In (3) and (4), $\cos ({\mathbf {f}}_{i}^{a},{\mathbf {f}}_{i}^{b})$, $\frac{{\mathbf {f}}_{i}^{a}}{||{\mathbf {f}}_{i}^{a}||}$ and $\frac{{\mathbf {f}}_{i}^{b}}{||{\mathbf {f}}_{i}^{b}||}$ can be pre-computed in the forward pass, and they will be re-used in back propagation for efficient computation purpose. It has to be noted that there is no parameters in our added pairwise cosine loss layer.

3.2 Joint Optimization

If one wants to compact the intra-class features while keeping them separated, the softmax log-loss in (1) and the pairwise cosine loss in (2) should be combined. The joint objective function of the two losses is given as follows:

$$\begin{aligned} L={{L}_{s}}+\lambda {{L}_{c}} \end{aligned}$$

(5)

where the parameter $\lambda $ is used for balancing the two losses. The softmax log-loss can be considered as a special case when $\lambda =0$.

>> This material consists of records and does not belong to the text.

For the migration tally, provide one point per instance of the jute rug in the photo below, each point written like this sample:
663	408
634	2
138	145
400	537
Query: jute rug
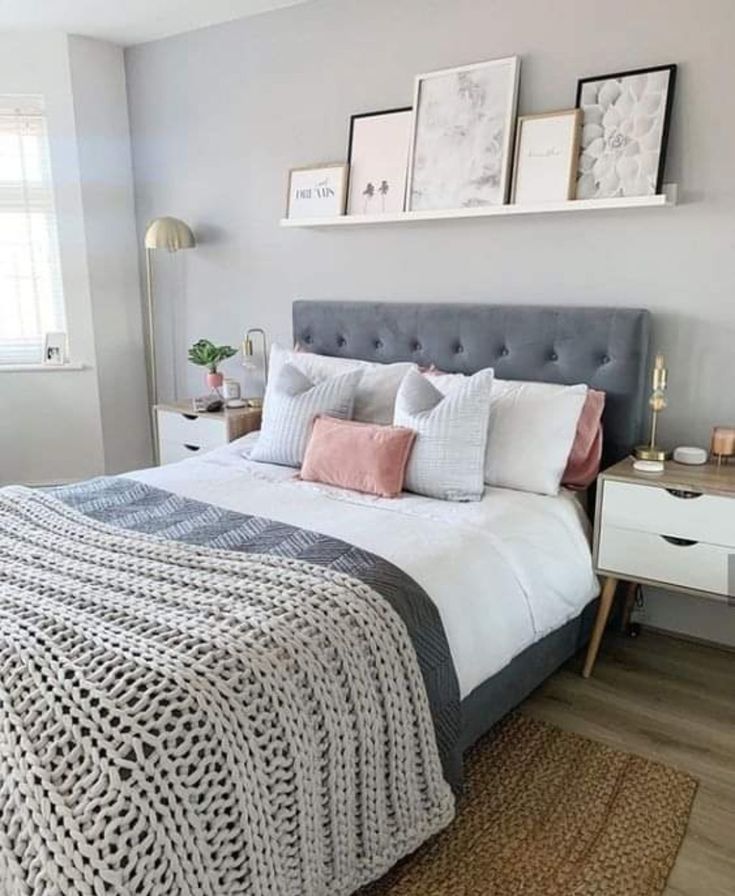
546	813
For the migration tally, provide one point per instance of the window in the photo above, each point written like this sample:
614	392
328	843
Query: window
31	293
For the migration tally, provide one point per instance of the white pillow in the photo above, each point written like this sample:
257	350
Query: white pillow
448	456
532	429
376	392
292	401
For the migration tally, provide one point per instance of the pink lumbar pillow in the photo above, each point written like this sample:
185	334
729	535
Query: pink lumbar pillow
583	464
364	457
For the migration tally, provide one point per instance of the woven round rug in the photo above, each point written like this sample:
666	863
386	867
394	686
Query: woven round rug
548	813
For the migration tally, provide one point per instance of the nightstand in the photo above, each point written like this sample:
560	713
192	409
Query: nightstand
675	530
183	432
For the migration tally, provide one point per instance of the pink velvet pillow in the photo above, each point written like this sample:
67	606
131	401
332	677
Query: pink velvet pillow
583	464
365	457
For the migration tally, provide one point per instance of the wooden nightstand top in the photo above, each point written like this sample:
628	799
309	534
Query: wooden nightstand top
708	478
186	407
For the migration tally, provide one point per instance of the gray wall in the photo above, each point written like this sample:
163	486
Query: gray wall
220	115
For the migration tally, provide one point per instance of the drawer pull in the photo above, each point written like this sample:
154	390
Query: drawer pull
679	542
681	493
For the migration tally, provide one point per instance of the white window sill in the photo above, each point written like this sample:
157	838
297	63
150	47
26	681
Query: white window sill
42	368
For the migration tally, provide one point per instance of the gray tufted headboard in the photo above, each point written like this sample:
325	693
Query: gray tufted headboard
606	348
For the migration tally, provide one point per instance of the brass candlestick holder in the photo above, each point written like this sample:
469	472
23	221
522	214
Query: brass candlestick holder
248	360
657	402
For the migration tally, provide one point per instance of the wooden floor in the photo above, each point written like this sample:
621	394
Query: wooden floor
673	701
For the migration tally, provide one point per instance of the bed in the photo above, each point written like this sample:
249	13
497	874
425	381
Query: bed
494	597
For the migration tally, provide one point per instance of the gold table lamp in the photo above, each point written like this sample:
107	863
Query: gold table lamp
657	402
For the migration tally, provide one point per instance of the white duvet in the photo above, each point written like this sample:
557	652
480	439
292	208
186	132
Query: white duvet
503	572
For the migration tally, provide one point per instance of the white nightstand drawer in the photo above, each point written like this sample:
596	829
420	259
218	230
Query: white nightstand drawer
632	555
170	452
188	429
651	508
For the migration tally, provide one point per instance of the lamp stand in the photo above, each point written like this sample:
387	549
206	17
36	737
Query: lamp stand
152	377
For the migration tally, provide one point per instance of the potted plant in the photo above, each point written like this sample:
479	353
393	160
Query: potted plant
207	354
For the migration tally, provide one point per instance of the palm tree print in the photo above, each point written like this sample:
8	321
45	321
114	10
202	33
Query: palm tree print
383	189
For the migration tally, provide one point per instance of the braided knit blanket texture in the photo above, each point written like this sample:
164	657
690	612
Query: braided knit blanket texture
178	719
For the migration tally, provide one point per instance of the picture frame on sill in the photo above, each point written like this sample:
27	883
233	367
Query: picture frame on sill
546	157
625	132
55	349
317	191
378	158
462	136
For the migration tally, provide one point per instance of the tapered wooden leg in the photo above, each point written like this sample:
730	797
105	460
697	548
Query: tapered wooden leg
603	613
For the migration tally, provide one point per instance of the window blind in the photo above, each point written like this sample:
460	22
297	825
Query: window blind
31	292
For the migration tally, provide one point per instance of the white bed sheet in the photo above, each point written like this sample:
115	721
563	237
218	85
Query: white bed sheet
503	572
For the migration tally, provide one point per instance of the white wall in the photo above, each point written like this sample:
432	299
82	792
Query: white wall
103	144
53	428
218	117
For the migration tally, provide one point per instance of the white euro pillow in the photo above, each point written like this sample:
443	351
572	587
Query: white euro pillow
448	456
531	431
376	391
292	401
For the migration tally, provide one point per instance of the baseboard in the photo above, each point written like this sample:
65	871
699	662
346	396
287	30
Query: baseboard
710	621
691	639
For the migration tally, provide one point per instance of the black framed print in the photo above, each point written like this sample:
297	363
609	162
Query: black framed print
378	160
625	130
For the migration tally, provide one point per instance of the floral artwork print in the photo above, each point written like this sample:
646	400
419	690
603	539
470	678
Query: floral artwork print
622	134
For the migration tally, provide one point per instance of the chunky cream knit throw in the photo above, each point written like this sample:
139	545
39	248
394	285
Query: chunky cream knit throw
183	720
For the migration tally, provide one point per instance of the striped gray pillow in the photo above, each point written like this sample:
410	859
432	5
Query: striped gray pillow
448	458
291	403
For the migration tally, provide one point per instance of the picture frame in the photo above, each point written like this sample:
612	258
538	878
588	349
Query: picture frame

If we only use the softmax log-loss as supervision, the learned features would contain large intra-class variations. On the other hand, if we only supervise CNNs by the pairwise cosine loss, the learned features will be degraded to zeros or lines (At this point, the cosine loss is very small). Simply using either of them could not achieve discriminative feature learning. So it is necessary to combine them.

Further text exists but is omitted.